A frase “Filhos não são bem de raiz” é verdadeira na biologia, mas não precisa ser um destino inevitável no afeto. Podemos escolher cultivar a gratidão, não como obrigação moral, mas como reconhecimento genuíno. Gratidão é um verbo: se pratica, se demonstra, se fala.

Podemos telefonar sem motivo, visitar sem data marcada, ouvir histórias repetidas como se fossem inéditas. Podemos valorizar a presença antes que a ausência nos ensine o valor do que foi perdido.

Se o pai já não tem a mesma força física, podemos lembrar que a verdadeira força dele sempre esteve na resiliência, na capacidade de suportar fardos para que nós não precisássemos carregá-los. E, se houver divergências ou mágoas, é preciso entender que nenhum relacionamento é isento de falhas, mas o saldo de amor e sacrifício quase sempre supera qualquer desentendimento.

Do herói ao esquecido, do super-homem ao super fraco: essa metamorfose é parte da vida. Mas não precisa ser acompanhada de ingratidão. Podemos escolher honrar quem nos deu a vida e lutou para nos dar um futuro, mesmo quando já não nos oferece mais o que consideramos útil.

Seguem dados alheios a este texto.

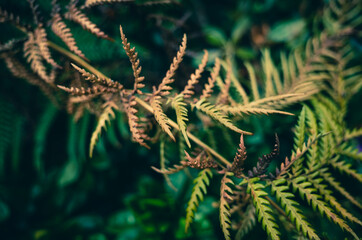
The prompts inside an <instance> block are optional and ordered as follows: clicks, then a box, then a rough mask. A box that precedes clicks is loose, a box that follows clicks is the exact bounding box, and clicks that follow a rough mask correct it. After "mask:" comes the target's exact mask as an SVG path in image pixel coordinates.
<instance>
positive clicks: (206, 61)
mask: <svg viewBox="0 0 362 240" xmlns="http://www.w3.org/2000/svg"><path fill="white" fill-rule="evenodd" d="M208 55H209V53H208V52H207V51H206V50H204V56H203V57H202V60H201V63H200V64H199V66H198V68H197V69H196V70H195V73H193V74H191V76H190V79H189V80H188V81H187V85H186V86H185V88H184V90H182V92H181V94H182V95H183V96H184V98H190V97H191V96H192V95H193V94H194V91H193V89H194V85H196V84H197V83H198V82H199V79H200V77H201V74H202V73H203V72H204V69H205V66H206V64H207V59H208Z"/></svg>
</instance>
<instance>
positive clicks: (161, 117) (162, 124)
mask: <svg viewBox="0 0 362 240" xmlns="http://www.w3.org/2000/svg"><path fill="white" fill-rule="evenodd" d="M159 98H160V96H155V97H152V98H151V101H150V102H151V107H152V108H153V111H154V112H153V114H154V115H155V119H156V121H157V123H158V124H159V125H160V126H161V129H162V130H163V131H164V132H165V133H167V135H168V136H170V138H171V139H172V140H173V141H174V142H176V139H175V137H174V136H173V134H172V132H171V127H170V123H169V122H170V119H169V118H168V117H167V116H166V114H165V113H164V112H163V110H162V105H161V101H160V100H159Z"/></svg>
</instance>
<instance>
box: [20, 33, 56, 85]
mask: <svg viewBox="0 0 362 240" xmlns="http://www.w3.org/2000/svg"><path fill="white" fill-rule="evenodd" d="M24 57H25V58H26V59H27V62H29V63H30V67H31V69H32V70H33V71H34V72H35V73H36V74H38V75H39V76H40V77H41V79H43V80H44V81H45V82H48V83H51V82H50V79H49V76H48V75H47V72H46V68H45V66H44V64H43V63H42V57H41V52H40V49H39V46H38V45H37V44H36V41H35V36H34V34H33V33H31V32H29V33H28V40H27V41H26V42H25V43H24Z"/></svg>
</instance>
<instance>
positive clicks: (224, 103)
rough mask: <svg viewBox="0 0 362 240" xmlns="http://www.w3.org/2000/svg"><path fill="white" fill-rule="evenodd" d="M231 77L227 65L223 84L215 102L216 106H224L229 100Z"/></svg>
mask: <svg viewBox="0 0 362 240" xmlns="http://www.w3.org/2000/svg"><path fill="white" fill-rule="evenodd" d="M231 75H232V69H231V64H230V63H229V64H228V67H227V70H226V77H225V84H224V86H223V87H222V88H221V89H220V93H219V95H218V97H217V100H216V105H226V104H227V103H228V100H229V98H230V95H229V90H230V85H231Z"/></svg>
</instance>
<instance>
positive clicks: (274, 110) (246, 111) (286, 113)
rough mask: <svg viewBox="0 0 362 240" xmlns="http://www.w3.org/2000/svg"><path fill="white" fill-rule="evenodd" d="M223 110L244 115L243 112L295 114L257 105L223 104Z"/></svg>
mask: <svg viewBox="0 0 362 240" xmlns="http://www.w3.org/2000/svg"><path fill="white" fill-rule="evenodd" d="M221 107H222V110H223V111H224V112H225V113H230V114H232V115H240V116H243V114H246V115H251V114H252V115H256V114H264V115H269V114H284V115H290V116H293V115H294V114H293V113H289V112H285V111H280V110H273V109H265V108H257V107H245V105H235V106H221Z"/></svg>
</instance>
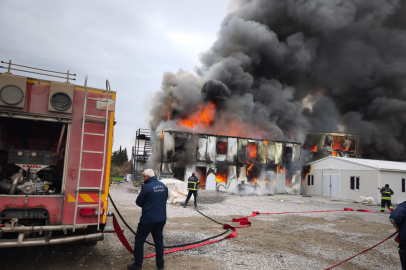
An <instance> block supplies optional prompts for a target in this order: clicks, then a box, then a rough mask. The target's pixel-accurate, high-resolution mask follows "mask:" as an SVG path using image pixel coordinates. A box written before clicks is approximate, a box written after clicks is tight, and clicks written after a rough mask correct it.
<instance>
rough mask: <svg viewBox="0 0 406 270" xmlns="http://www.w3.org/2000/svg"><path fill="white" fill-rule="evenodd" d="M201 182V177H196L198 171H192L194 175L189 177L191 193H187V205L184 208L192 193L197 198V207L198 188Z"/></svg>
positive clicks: (188, 179) (195, 199)
mask: <svg viewBox="0 0 406 270" xmlns="http://www.w3.org/2000/svg"><path fill="white" fill-rule="evenodd" d="M199 183H200V181H199V178H197V177H196V173H192V176H191V177H189V179H188V180H187V189H188V190H189V193H188V195H187V198H186V201H185V205H184V206H183V208H185V207H186V206H187V203H188V201H189V199H190V197H192V194H193V198H194V199H195V208H196V207H197V188H198V185H199Z"/></svg>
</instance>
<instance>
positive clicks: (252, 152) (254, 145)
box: [247, 143, 257, 159]
mask: <svg viewBox="0 0 406 270" xmlns="http://www.w3.org/2000/svg"><path fill="white" fill-rule="evenodd" d="M247 152H248V159H256V158H257V145H256V144H255V143H249V144H248V145H247Z"/></svg>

O tempo é implacável. Ele leva a juventude dos pais, e, muitas vezes, leva também a chance de pedir desculpas ou dizer “eu te amo”. Por isso, a maior prova de maturidade não é conquistar independência, mas reconhecer de onde viemos e quem nos guiou até aqui.

Meu pai tinha razão: “Filhos não são bem de raiz”. Mas talvez, com consciência e amor, possamos ser exceção à regra e provar que raízes bem cuidadas não se perdem, apenas se aprofundam.